Note however that there are still slight differences between the presentation of the terms of this calculus to the wikipedia version. In the wikipedia article, the comma is used ambiguously, for example in the term $\Gamma \vdash \Delta_1, A , B, \Delta_2$, different commas inside the term could have all of the type signatures below:

  • $, :: Formula \Rightarrow Formula \Rightarrow [Formula]$
  • $, :: Formula \Rightarrow [Formula] \Rightarrow [Formula]$
  • $, :: [Formula] \Rightarrow Formula \Rightarrow [Formula]$
  • $, :: [Formula] \Rightarrow [Formula] \Rightarrow [Formula]$

Because we did not want the comma to be ambiguous, we chose one type signature for the comma, namely:

As a result, we enclose any singleton formulas in a list, so that $\Gamma \vdash \Delta_1, A , B, \Delta_2$ becomes $\Gamma \vdash \Delta_1, [A] , [B], \Delta_2$.

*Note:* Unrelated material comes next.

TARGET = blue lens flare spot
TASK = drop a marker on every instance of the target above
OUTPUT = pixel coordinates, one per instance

The rest of the theory file contains the rules of the wiki sequent calculus.

Equality proof

Now that we have a definition of the wiki sequent calculus, we can open up another theory file in the extras folder called SequentCalculusEq.thy. This theory file, as the name suggests, contains the proofs of equality between our version of the calculus and the wiki version.

The proof of equality is split into two lemmas, corresponding to a proof of derivability of all sequents in our version of the calculus in the wiki version and vice versa:

lemma sequentCalc_SE_to_sequentCalculus_derivable:
  fixes loc f
  assumes "loc ⊢d seq"
  and "loc = [CutFormula f]"
  shows "[f] ⊢D (>> seq)"
lemma sequentCalculus_to_sequentCalc_SE_derivable:
  fixes loc
  assumes "loc ⊢D seq"
  and "loc = [f]"
  shows "[CutFormula f] ⊢d (<< seq)"


In order to formulate the equality lemmas between the two versions of the caclulus, we need to defines the functions that translate a term in one version of the calculus to a term in the other. These functions are used in the lemmas formulated above, $» \ \Psi$ standing for a function that takes a sequent $\Psi$ from our version of the calculus and produces the wiki calculus term and the $« \ \Theta$ doing the converse for a term $\Theta$ in the wiki calculus.

One should bear in mind that composing $»$ and $«$ does not always yield an identity function, for example applying $« \circ »$ (this composed function takes a term in our calculus and produces a term of our calculus) to the following bracketed term $(\Delta, \Sigma), \Gamma \vdash \Pi$ will yield $\Delta, (\Sigma, \Gamma) \vdash \Pi$.

However, the opposite direction, namely $» \circ «$, is in fact the identity function.